Minister for Health & Family Welfare and Revenue and Public Works, Tripura
- In office March 2013 – 9 March 2018
- Chief Minister: Manik Sarkar

Member of Legislative Assembly, Tripura
- In office 1998–2023
- Preceded by: Dilip Chowdhury
- Succeeded by: Asoke Chandra Mitra
- Constituency: Hrishyamukh

Member of the Indian Parliament for Tripura West
- In office 1996–1998
- Preceded by: Santosh Mohan Dev
- Succeeded by: Samar Chowdhury
- Constituency: Tripura West

Member of Legislative Assembly (India), Tripura
- In office 1977–1993
- Preceded by: Chandra Sekhar Dutta
- Succeeded by: Dilip Chowdhury
- Constituency: Hrishyamukh

Personal details
- Born: 1 November 1951 (age 74) Belonia
- Party: CPI(M)
- Spouse: Smt. Namita Gope (Choudhury)

= Badal Choudhury =

Indian politician

Badal Choudhury is an Indian politician and member of the Communist Party of India (Marxist).

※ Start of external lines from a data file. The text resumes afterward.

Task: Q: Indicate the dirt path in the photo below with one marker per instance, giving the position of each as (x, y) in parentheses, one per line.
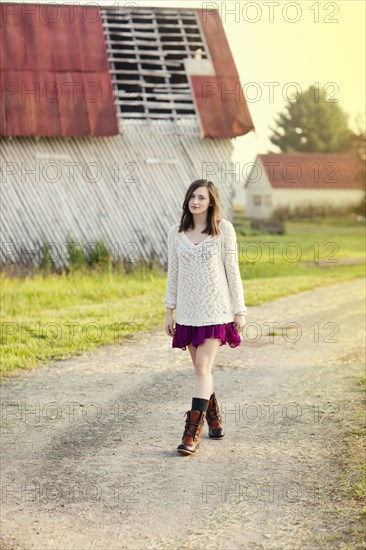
(88, 444)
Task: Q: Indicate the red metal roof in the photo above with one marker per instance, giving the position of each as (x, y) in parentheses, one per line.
(222, 113)
(54, 72)
(313, 170)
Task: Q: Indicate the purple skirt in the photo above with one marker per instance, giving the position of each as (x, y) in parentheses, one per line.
(187, 334)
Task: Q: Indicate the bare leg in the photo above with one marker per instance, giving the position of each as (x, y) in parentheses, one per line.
(193, 352)
(205, 356)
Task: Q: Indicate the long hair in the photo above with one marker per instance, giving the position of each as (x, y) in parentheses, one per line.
(213, 211)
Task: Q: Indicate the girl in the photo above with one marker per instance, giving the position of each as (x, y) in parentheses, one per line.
(203, 279)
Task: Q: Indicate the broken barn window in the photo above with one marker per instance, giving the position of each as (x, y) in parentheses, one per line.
(146, 52)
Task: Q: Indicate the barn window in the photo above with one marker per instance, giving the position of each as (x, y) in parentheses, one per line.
(146, 52)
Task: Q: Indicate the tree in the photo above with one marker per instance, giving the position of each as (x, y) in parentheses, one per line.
(312, 122)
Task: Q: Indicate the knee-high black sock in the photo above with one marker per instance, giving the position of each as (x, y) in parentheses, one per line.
(199, 404)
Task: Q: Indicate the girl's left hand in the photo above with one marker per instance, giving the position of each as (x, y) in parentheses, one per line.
(239, 322)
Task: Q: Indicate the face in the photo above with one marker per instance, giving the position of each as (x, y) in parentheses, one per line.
(199, 201)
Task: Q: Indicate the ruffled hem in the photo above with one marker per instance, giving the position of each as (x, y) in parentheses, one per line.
(186, 334)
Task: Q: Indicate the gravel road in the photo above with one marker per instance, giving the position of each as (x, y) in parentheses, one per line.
(88, 443)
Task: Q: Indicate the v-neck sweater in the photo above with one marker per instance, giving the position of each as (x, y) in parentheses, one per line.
(204, 284)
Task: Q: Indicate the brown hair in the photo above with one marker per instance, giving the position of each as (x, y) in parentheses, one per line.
(213, 211)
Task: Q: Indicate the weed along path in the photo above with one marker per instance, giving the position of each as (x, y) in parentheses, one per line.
(88, 444)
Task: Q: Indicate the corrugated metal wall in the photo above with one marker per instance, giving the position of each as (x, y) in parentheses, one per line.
(126, 190)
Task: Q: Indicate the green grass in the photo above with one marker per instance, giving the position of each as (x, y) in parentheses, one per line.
(50, 317)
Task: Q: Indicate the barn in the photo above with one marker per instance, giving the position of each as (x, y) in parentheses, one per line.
(107, 115)
(302, 180)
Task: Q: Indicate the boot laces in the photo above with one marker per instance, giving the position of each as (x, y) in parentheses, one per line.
(191, 424)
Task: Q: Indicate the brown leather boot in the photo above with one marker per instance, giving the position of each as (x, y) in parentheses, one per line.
(192, 432)
(214, 420)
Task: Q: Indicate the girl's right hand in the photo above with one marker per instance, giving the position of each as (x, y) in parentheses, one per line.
(169, 325)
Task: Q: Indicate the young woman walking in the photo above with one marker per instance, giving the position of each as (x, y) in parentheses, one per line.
(204, 287)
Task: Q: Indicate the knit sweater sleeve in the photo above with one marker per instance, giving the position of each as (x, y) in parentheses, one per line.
(170, 299)
(232, 270)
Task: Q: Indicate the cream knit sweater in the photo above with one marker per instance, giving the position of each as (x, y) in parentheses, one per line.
(203, 282)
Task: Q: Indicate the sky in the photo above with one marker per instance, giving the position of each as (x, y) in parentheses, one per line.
(280, 44)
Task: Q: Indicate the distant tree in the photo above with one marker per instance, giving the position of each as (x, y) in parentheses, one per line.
(312, 122)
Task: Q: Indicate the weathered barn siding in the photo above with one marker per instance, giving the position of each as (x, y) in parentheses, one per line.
(43, 198)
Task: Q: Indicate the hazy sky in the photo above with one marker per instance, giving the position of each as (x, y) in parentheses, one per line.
(276, 43)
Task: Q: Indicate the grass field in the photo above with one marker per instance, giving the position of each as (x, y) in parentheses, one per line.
(47, 317)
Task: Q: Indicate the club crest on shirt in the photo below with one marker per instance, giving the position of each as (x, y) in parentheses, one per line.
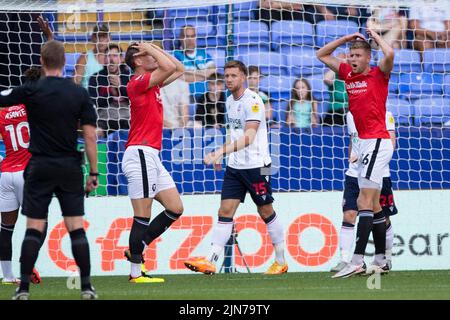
(391, 119)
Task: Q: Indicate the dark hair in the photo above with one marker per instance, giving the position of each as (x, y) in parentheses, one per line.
(216, 77)
(361, 44)
(129, 56)
(252, 69)
(100, 30)
(33, 74)
(236, 64)
(53, 55)
(295, 97)
(114, 46)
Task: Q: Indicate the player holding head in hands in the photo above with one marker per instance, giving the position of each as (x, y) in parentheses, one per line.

Chowdhury is a member of the Tripura Legislative Assembly from the Hrishyamukh constituency in South Tripura district. He was minister of Health & Family Welfare and Revenue and Public Works (in Manik Sarkar Government) from 2013 to 2018.

== Political career ==
Badal Choudhury was very active in student movements in his student days. In 1968, at the age of 17, he became a member of the Communist Party of India (Marxist). From 1972 to 1981, he was the Secretary of the CPI (M) Belonia Divisional Committee. In 1974, he was promoted to State Committee Member of CPI (M). In 1977, Choudhury was elected for the first time as a Member of Legislative Assembly, Tripura, where he would serve until 1993. In 2008, Choudhury became a Central Committee member of the Communist Party of India (Marxist).